Star of the show was a great tit which had chosen one of the park's bird boxes to make its nest, little suspecting that it was going to be under constant CCTV surveillance.
For the box had been fitted with a miniature covert camera which wirelessly streamed a 24-hour video feed to a monitor screen in the park's reception building.
Guests were able to watch the great tit carefully build its nest, and then to lay four brown-speckled white eggs upon which it sat while its male partner brought regular deliveries of food.
Fourteen days later, to everyone's delight, the pair were rewarded with four great tit chicks.
Henry Wild, whose family has owned Moss Wood for over 40 years, said the unfurling drama was thrilling to watch, and was enjoyed especially by younger holiday guests:
"We're very fortunate here to have a very wide range of resident and visiting birdlife, but great tits often nest in tree cavities, so can't normally be observed at close quarters," said Henry.
"They are very distinctive birds with their white cheeks and yellow underparts, and our camera gave a rare opportunity to study the bird close-up and to witness its amazing nest-building skills.
"Some of our holiday guests even made special return visits during the nesting period so that they could see the action, and we also sent email updates to customers who asked.
"Many of the children here were fascinated, and hopefully will be inspired to go on and make other wildlife discoveries in our grounds," he added.

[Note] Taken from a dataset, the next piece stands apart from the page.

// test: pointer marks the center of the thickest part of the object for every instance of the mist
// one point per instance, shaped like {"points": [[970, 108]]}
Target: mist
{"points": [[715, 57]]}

Last year, Moss Wood was shortlisted in the Lancashire Tourism Awards in the "sustainable tourism" category. thanks to its exceptional efforts to protect the natural world.
The park, situated in the village of Cockerham, recently became home to more than 100,000 honey bees after it installed three traditional timber hives in its grounds.
Their thriving future is assured thanks to the large number of high nectar-bearing blooms at Moss Wood, including a 3000 square-foot wildflower wilderness.
The bees are sharing their food sources with many types of butterflies and other pollinators, and there are plans to harvest the honey for sale in the park's shop.
Moss Wood also has launched its own craft brewery beer, and every bottle sold is providing a cash donation for the British Beekeepers Association education charity.
Other natural attractions at Moss Wood include a 1.5km nature discovery trail, a spring-fed lake attracting many bird species, and events such as pond dipping and bat-walks.